Волк задрал морду и завыл, так что его косматое горло задрожало.
Волх нахмурился. Он еще не верил, но уже чувствовал, как огромная беда тучей застилает небо. Неужели так мало отпущено его городу спокойной жизни?
– Спасибо, – сказал он волку. – Не думай, я не забыл, как вы стояли за нас тогда. А где сейчас твоя стая и твоя семья?
– Стая идет по берегу и следит за кораблями. Они ждут меня в условленном месте. Моя волчица умерла, а у детей своя жизнь. А как у тебя? Как та девушка, с которой я тебя видел?
– Она теперь моя жена.
– Хорошо.
– Не очень.
Они посидели немного молча. Потом старый волк, как бы извиняясь, ткнулся мокрым носом в руку.
– Мне пора. Здесь у вас слишком людно, можно и не дожить до великой битвы, став опушкой на чьем-нибудь плаще. Прощай, сын скотьего бога. Спасай свой город, а мы посторожим лес.
Волк пропал из виду мгновенно, как умеют лесные звери. С дороги доносилось истошное ржание. Волх не спешил. Он встал на колени и крепко прижал ладони к земле. Это был немой вопрос. Ледяной холод тут же впился в ладони и пополз вверх по рукам. Если это был ответ, то неутешительный.
Едва вернувшись домой, Волх собрал свою дружину на совет.
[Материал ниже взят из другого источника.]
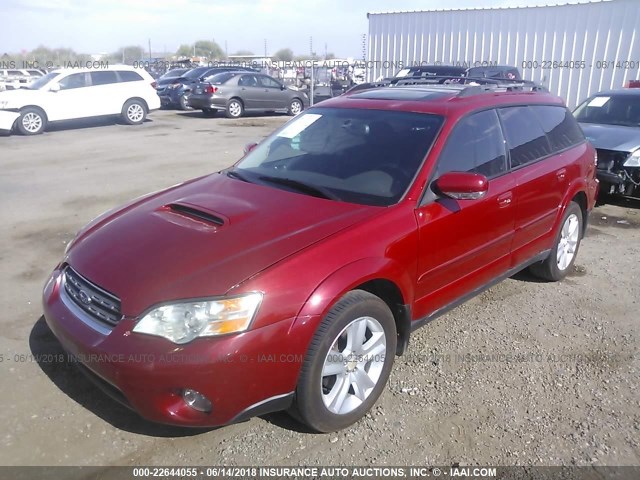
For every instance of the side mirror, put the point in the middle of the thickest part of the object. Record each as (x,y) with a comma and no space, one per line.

За дубовый стол уселись Клянча, Мичура, Бельд, Булыня и – уважения ради – несколько стариков. Советом своим Волх мог гордиться. За десять лет мирной жизни боевые навыки никто не растерял и не пропил. Паники не было. Никто не задавал глупых вопросов, откуда князь узнал про странные корабли. Мичура тут же распорядился послать вверх по течению разведчиков. Бельд пробормотал:
– Кто предупрежден, тот вооружен, – и начал вслух прикидывать возможности города в случае осады.